Data service configured to access your data. In this example we will access the MongoDB sample store sales data.

Opening the Tool

You can access the Data Source Designer in several ways. Tools can be opened from the signOn page, the home page, and from various tools using the hamburger    menu.


From the Home tool.

  

Alternatively you can open the tool from the hamburger    menu on each tool.

  

Pressing the control key during the menu click opens the tool in another tab.

The layout of this tool is depicted below.

  

Specifying the Data to Query

Select your data service from the dropdown. The Qarbine administrator manages which ones are visible to any particular sign on.

  

The databases associated with that data service will populate the database dropdown.

  

The “database” concept varies by the actual cloud data endpoint being interacted with. For example, MongoDB and SQL Server have this concept, while Milvus and Weaviate do not.

Select the database “sample_airbnb” database as shown below.

  

On the left hand side the collections drop down will be populated. This area is informational in nature and independent of what you type into the query text field. “Collections” is the generic term. For SQL databases this maps to “tables” for example.

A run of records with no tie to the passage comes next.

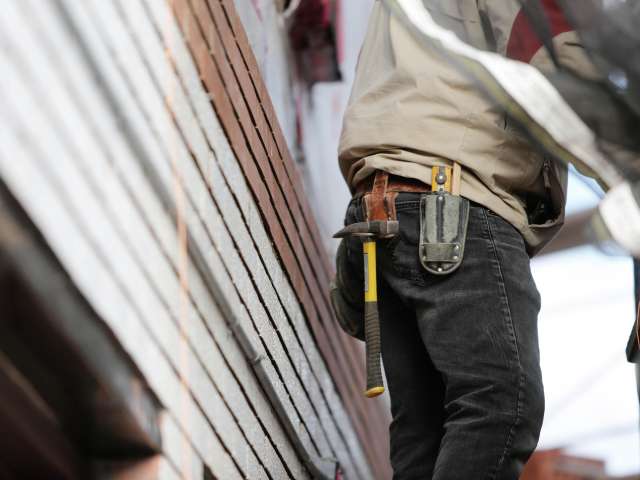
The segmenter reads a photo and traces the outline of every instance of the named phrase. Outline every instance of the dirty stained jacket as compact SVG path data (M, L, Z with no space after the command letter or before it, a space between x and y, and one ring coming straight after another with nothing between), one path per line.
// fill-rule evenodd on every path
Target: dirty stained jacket
M554 68L519 0L423 3L437 23L476 48ZM555 2L541 3L560 63L597 76ZM473 80L421 47L376 1L343 120L342 173L352 189L376 169L430 184L430 167L452 161L462 166L460 194L514 225L531 256L564 222L566 166L536 151ZM528 213L540 202L549 213L533 219Z

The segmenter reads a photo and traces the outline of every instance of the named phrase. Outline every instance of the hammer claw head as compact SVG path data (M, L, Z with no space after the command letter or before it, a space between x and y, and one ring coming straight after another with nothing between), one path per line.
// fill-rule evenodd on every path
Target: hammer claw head
M369 222L352 223L337 232L333 238L371 236Z
M359 222L347 225L337 232L333 238L343 237L375 237L391 238L400 230L397 220L373 220L371 222Z

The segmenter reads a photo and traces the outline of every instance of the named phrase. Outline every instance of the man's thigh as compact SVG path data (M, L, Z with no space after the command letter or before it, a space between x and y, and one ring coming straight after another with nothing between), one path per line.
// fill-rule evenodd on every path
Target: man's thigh
M444 434L442 377L422 343L415 312L384 282L379 299L394 478L431 478Z
M517 478L537 443L544 405L539 296L522 237L473 206L461 267L434 276L417 258L419 212L408 203L397 209L401 234L388 245L384 275L415 312L445 385L434 478L463 478L465 468L474 478Z

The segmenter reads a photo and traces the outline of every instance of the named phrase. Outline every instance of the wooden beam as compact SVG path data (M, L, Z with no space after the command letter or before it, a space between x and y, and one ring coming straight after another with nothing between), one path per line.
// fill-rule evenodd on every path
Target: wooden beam
M91 455L160 449L160 405L0 183L0 348Z
M80 458L28 379L0 353L0 465L9 478L84 478Z

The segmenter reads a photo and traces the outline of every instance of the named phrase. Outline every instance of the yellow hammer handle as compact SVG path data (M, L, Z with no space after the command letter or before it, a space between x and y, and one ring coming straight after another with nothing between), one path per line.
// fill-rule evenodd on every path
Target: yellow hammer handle
M362 243L364 254L364 334L367 360L367 397L384 392L382 365L380 364L380 317L378 314L378 280L376 242L366 239Z

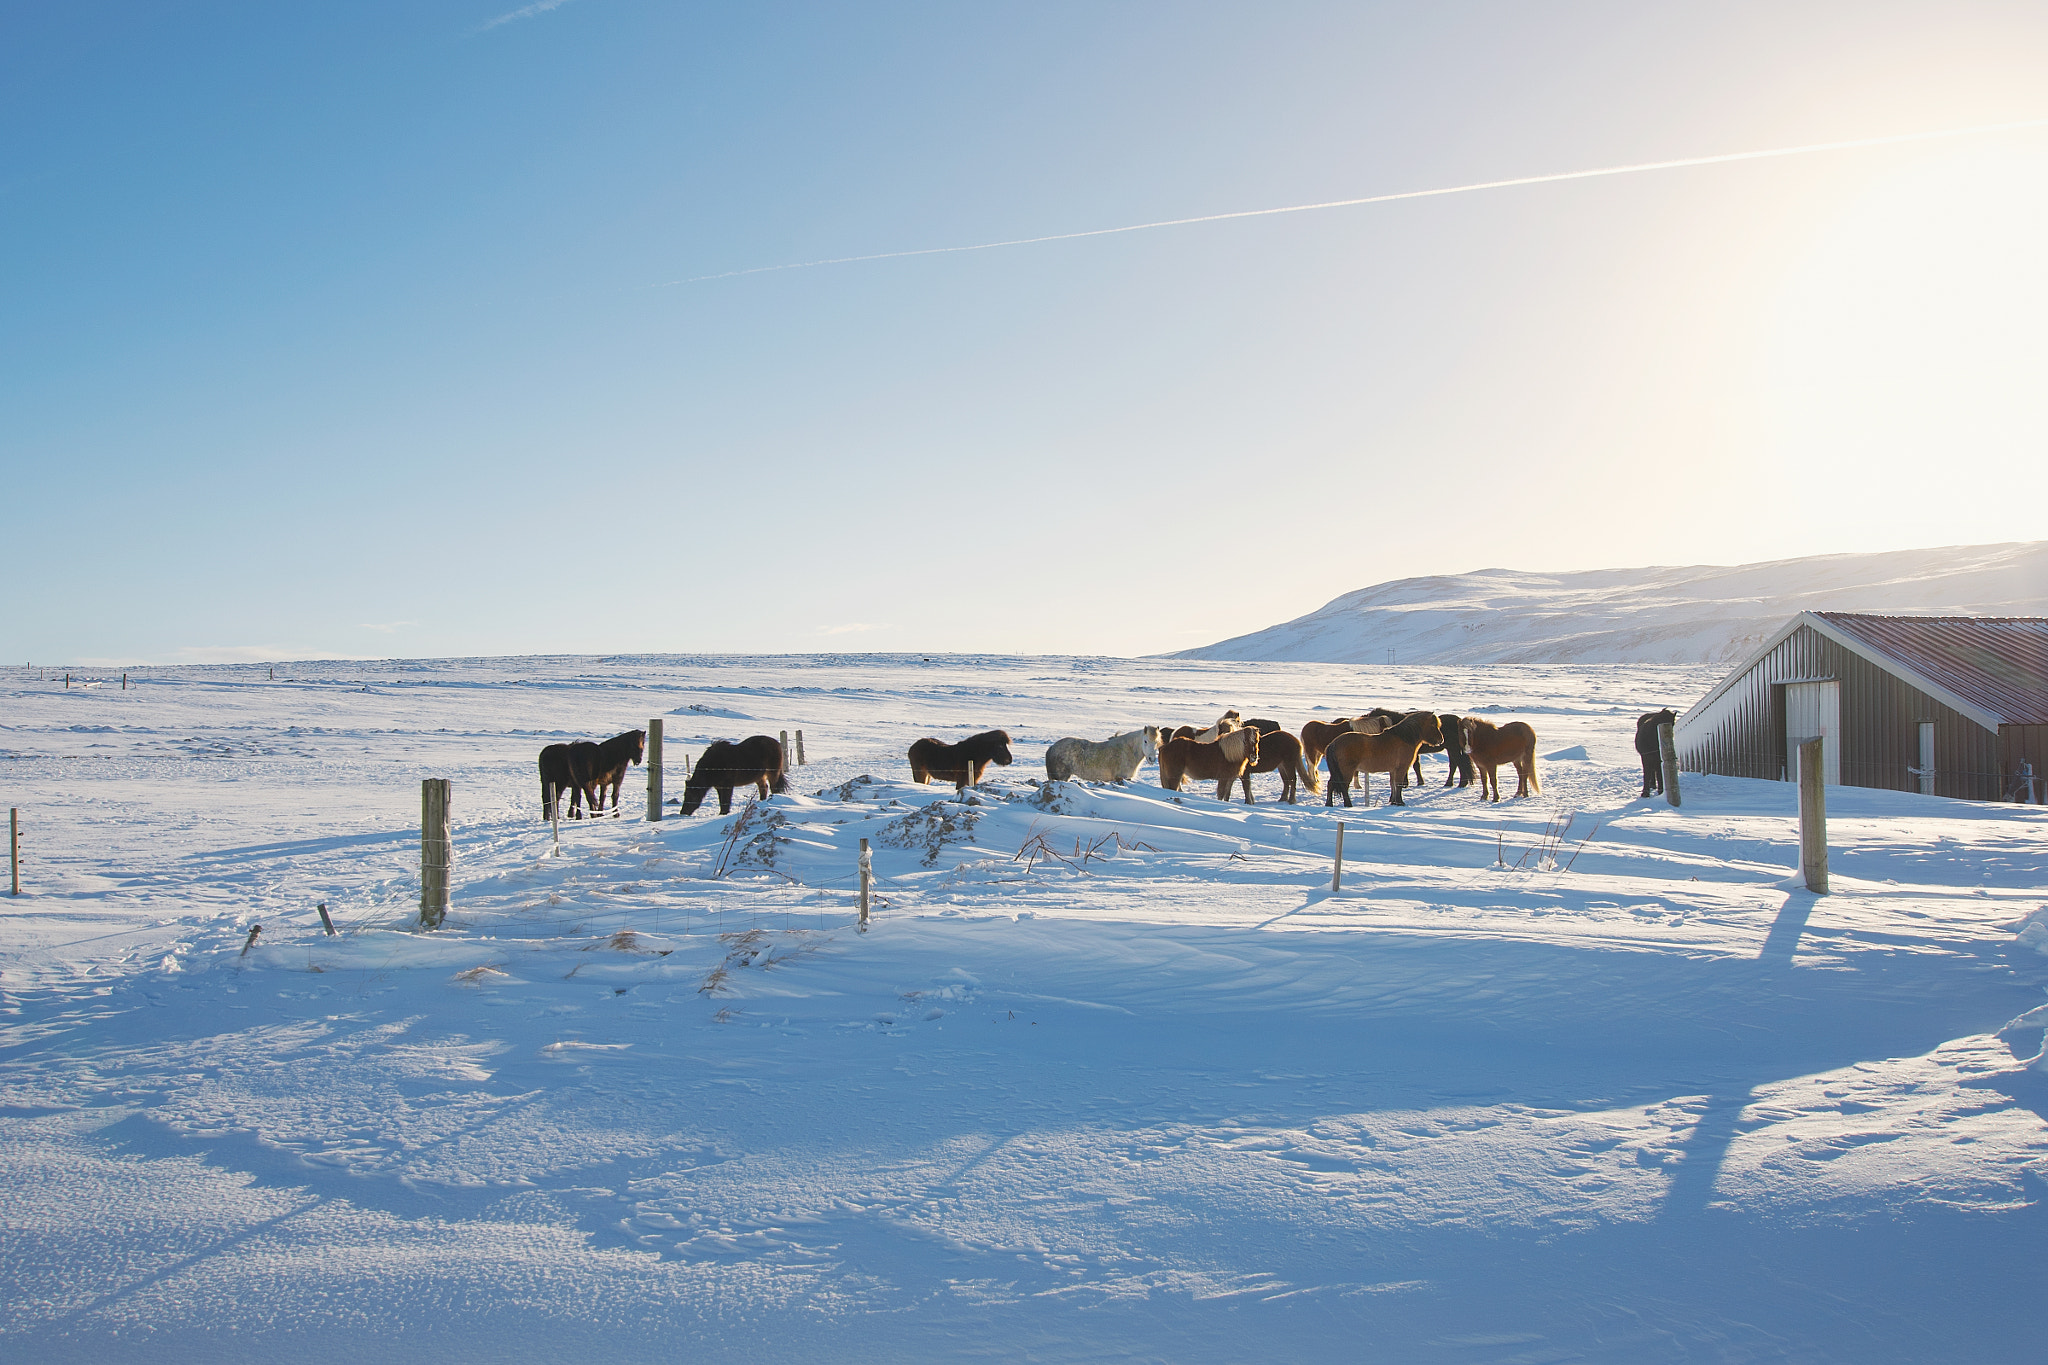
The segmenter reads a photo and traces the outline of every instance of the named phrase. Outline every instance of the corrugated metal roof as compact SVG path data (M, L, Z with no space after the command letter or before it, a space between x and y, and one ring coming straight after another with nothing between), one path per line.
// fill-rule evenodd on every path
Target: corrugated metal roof
M2048 617L1813 614L2007 725L2048 725Z

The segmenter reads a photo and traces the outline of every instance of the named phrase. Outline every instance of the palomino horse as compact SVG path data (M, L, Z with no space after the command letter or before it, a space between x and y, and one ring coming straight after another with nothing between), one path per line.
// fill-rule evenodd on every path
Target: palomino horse
M1677 714L1668 706L1636 717L1636 756L1643 760L1644 796L1664 790L1664 749L1657 742L1657 727L1677 722Z
M1228 801L1230 784L1242 778L1244 770L1258 761L1257 730L1229 730L1219 735L1213 744L1192 739L1170 739L1159 746L1159 785L1170 792L1177 792L1182 778L1214 782L1216 799Z
M1262 731L1247 722L1244 728L1259 737L1258 761L1246 768L1244 776L1238 779L1244 784L1244 803L1247 806L1252 803L1252 778L1258 773L1280 774L1280 799L1290 805L1298 782L1306 782L1311 792L1322 791L1322 779L1316 776L1316 770L1301 761L1300 740L1277 725L1270 731Z
M1055 782L1078 777L1084 782L1128 782L1148 758L1159 757L1159 727L1148 725L1097 743L1092 739L1056 739L1045 751L1045 775Z
M581 820L583 807L596 815L604 810L604 792L611 791L612 814L619 813L619 786L626 769L638 763L646 751L647 732L628 730L602 744L579 739L572 744L550 744L540 751L540 818L552 820L555 809L548 804L548 788L555 798L569 797L569 818Z
M913 782L929 782L936 777L966 791L981 781L982 773L991 763L998 768L1010 766L1008 730L984 730L978 735L969 735L958 744L942 744L927 738L910 746L910 780Z
M1515 765L1516 796L1543 790L1543 784L1536 780L1536 732L1526 722L1511 720L1506 725L1495 725L1490 720L1467 716L1464 726L1465 748L1479 769L1481 800L1500 800L1503 763Z
M1444 742L1443 725L1428 711L1411 711L1398 722L1378 734L1363 734L1352 731L1339 735L1330 742L1323 752L1330 765L1330 785L1323 793L1323 804L1332 804L1338 792L1344 793L1344 804L1351 804L1351 779L1359 773L1385 773L1387 782L1394 789L1393 804L1405 806L1401 793L1408 785L1408 769L1415 762L1416 751L1425 744ZM1370 796L1367 797L1370 800Z
M734 743L721 739L697 760L690 780L683 784L683 814L695 815L704 804L704 793L718 789L718 813L732 814L732 789L751 782L765 800L768 793L789 790L782 756L782 741L773 735L755 735Z

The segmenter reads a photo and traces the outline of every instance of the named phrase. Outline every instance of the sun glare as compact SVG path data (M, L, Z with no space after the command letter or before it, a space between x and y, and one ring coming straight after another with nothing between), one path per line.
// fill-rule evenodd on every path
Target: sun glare
M2048 438L2044 241L2039 134L1930 152L1823 224L1761 351L1785 491L1923 534L1964 508L1936 489L1974 486L1978 515L2023 517Z

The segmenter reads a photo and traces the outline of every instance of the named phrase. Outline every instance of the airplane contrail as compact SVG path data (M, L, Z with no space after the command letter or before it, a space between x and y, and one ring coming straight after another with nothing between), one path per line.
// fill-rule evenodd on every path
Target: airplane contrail
M1281 213L1313 213L1319 209L1356 208L1361 204L1391 204L1400 199L1435 199L1446 194L1470 194L1474 190L1505 190L1518 185L1553 185L1562 180L1592 180L1604 175L1635 175L1642 171L1672 171L1686 166L1718 166L1730 161L1763 161L1771 157L1812 156L1818 152L1846 152L1858 147L1887 147L1901 142L1928 142L1935 138L1970 137L1979 133L2008 133L2021 128L2043 127L2048 127L2048 118L2022 119L2015 123L1980 123L1969 128L1937 128L1920 133L1892 133L1884 137L1851 138L1844 142L1809 142L1798 147L1722 152L1716 156L1687 156L1673 161L1639 161L1632 166L1599 166L1586 171L1516 176L1511 180L1480 180L1470 185L1447 185L1434 190L1402 190L1395 194L1369 194L1360 199L1331 199L1320 204L1288 204L1275 209L1240 209L1235 213L1205 213L1194 218L1162 218L1156 223L1129 223L1123 227L1089 228L1084 232L1054 232L1043 237L1011 237L1000 242L975 242L967 246L928 246L913 251L877 251L867 256L830 256L818 261L757 265L746 270L727 270L716 275L692 275L687 279L669 280L657 287L666 289L679 284L702 284L707 280L736 279L742 275L766 275L777 270L810 270L821 265L852 265L857 261L896 261L907 256L947 256L962 251L994 251L998 247L1006 246L1035 246L1041 242L1071 242L1082 237L1110 237L1123 232L1150 232L1154 228L1222 223L1233 218L1270 218Z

Select a collection from the drop down.

  

Its general structure will be shown.

Main Fields Some Additional Fields
  




  

The large text area in the middle is where you enter your query specification. The syntax varies again by actual cloud data endpoint. It may be MongoDB Query Language (MSQL), SQL, or even a JSON looking like structure. See the Data Source Query Guides for details.

Here is an example MongoDB query.

db.listingsAndReviews.find( { "address.country_code": 'AU'} )
.project( {name: 1, summary: 1, address: 1} )

Note there is a dot before the “project” clause.

  

Clicking the run icon    performs the query and the results are shown in the bottom area.
 

Selecting one of the rows populates the right hand area as shown below.

  

Date Display and Maximum Element Retrieval Options

Note that the sample data above has sale dates stored as UTC dates. By default dates are shown in the local timezone. To change this presentation click the   button to go to the property dialog.

Check the “ISO UTC” option as shown below.

  

This dialog is also one way you can change the maximum number of elements in the answer set you want processed.

NOTE- The “Max Objects” value is an action performed by Qarbine. Specifying zero indicates no limitation on Qarbine’s part. It is best to limit the size of the result set within the query itself which will then be optimized by the target database. While you are formulating your query this may be the best strategy.

Defining Queries

Overview

The syntax of a Data Source queries are based on the underlying database or endpoint. It may range from MongoDB query language, to SQL, to even a JSON object structure. Review the documentation matching the database or endpoint of interest for specific details on query interaction and syntax.

The query text entered can include non-backend native lines of text. The simplest example is starting a line off with “//”. This indicates a comment or other text that is not sent to the backend as part of the native query. It is a convenient way to document your query independently of the data source’s description property. You can also easily enable and disable query snippets.

Data Types

The data types returned vary based on the Qarbine integration driver being used. In general numbers, strings, and booleans are returned as their primitive counterparts. Some drivers encode dates for example as objects with specific fields. Their automatic conversion into JavaScript dates is usually done by the Qarbine integration driver.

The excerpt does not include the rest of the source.